There There by Tommy Orange wasn’t the book I’d hoped it would be. Where Heart Berries was a deep dive in one woman’s psyche, There There is a shallow dip into the lives of many, many characters. That they both center on the varied experiences of Native Americans in mostly urban settings is the biggest similarity. And yet, it has a unique rhythm all its own.
Orange takes his characters up to the point of a powwow in Oakland, California. He tells the back story of a few, going back decades. Other stories are based more in the weeks around the powwow. A powwow is an organized event, bringing together Native Americans from various tribal backgrounds. One major feature is usually a dance competition, often with significant prize money attached.
In a way, Orange creates a powwow in his book. His characters have varied backgrounds, both in their Native heritage and in the life they lead outside it. They have a variety of threads tying them together. And everyone is doing a dance that brings them to the powwow in Oakland, each playing their own part. Most importantly, There There is a celebration and a poignant exposition of the urban aspects of Native American life in the 21st century.
In addition to its story arc, Tommy Orange also adds two essay sections to his novel, and those were my favorite part. He talks the hard truths about the treatment of Native Americans, as well as how that translates to their urban experience.

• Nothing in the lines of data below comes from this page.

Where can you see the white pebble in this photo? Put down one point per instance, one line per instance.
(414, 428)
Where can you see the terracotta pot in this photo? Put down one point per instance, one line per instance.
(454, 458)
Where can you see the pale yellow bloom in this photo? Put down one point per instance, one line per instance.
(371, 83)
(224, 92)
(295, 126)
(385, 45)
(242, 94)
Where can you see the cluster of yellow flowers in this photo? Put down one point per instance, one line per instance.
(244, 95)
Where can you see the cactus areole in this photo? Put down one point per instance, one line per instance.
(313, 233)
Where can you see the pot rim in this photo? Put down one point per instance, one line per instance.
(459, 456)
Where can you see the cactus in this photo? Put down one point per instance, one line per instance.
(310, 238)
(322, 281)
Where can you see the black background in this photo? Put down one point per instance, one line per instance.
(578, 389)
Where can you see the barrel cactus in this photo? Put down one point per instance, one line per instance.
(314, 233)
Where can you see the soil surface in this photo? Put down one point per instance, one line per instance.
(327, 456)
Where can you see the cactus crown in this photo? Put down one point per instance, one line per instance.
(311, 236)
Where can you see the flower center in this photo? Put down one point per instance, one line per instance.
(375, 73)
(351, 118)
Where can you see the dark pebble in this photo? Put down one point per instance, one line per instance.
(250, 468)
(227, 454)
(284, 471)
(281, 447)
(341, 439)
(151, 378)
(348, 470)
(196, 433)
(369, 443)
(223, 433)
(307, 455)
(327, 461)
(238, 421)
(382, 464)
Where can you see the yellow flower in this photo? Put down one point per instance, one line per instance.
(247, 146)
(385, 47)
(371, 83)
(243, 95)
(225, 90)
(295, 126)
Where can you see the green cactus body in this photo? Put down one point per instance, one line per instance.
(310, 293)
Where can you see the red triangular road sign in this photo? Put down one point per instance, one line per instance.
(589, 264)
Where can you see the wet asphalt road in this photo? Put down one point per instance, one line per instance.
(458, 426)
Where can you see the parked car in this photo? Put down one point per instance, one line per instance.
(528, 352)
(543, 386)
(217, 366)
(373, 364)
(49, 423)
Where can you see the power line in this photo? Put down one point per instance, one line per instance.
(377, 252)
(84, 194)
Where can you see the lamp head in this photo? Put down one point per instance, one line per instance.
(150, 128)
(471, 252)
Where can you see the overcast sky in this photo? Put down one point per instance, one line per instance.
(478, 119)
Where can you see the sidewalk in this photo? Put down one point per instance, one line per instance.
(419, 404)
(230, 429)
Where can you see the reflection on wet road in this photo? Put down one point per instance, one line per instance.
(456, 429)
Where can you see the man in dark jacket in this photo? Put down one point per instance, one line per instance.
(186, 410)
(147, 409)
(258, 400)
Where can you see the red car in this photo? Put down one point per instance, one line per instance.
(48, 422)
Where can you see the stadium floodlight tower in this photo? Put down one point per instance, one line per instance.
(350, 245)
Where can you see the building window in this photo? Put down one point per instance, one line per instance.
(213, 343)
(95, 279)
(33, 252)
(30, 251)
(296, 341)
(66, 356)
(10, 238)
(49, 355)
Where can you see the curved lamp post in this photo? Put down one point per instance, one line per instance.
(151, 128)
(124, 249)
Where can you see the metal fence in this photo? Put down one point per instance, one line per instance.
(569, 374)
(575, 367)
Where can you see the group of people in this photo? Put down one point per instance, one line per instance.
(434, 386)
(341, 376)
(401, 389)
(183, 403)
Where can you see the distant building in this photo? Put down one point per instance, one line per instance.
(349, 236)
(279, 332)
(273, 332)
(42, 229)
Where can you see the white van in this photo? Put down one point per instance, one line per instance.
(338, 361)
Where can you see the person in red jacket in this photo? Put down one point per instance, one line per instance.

It was intense, eye-opening, and jaw dropping.
From the book
“Getting us to cities was supposed to be the final, necessary step in our assimilation, absorption, erasure, the completion of a five-hundred-year-old genocidal campaign. But the city made us new, and we made it ours. We didn’t get lost amid the sprawl of tall buildings, the stream of anonymous masses, the ceaseless din of traffic. We found one another, started up Indian Centers, brought out our families and powwows, our dances, our songs, our beadwork.”
Like I said, this wasn’t quite the book I was hoping for. And yet, as the days have passed, I find myself thinking about Jackie Redfeather and Dean Oxendene. Dean is working on a video project to encourage Native Americans to tell their stories. Any story, without edits or interference. In a way, I think Dean is probably Orange’s voice. As a reader, I think they have parallels but I can’t say for sure.
And Jackie just broke me. She never had a chance to truly get past the wrongs that happened in her childhood and early teen years. Like many of the characters, her story was tough on the heart. But I respected her, and wanted so much more for her.
I listened to this as an audiobook, but I’ve also gone back and read the printed words of certain parts. The essay sections pulled me especially hard, being a regular nonfiction reader.
I think Tommy Orange is a voice we all need to listen to, and really hear. Understanding the experience of his community is part of opening our hearts to our indigenous people.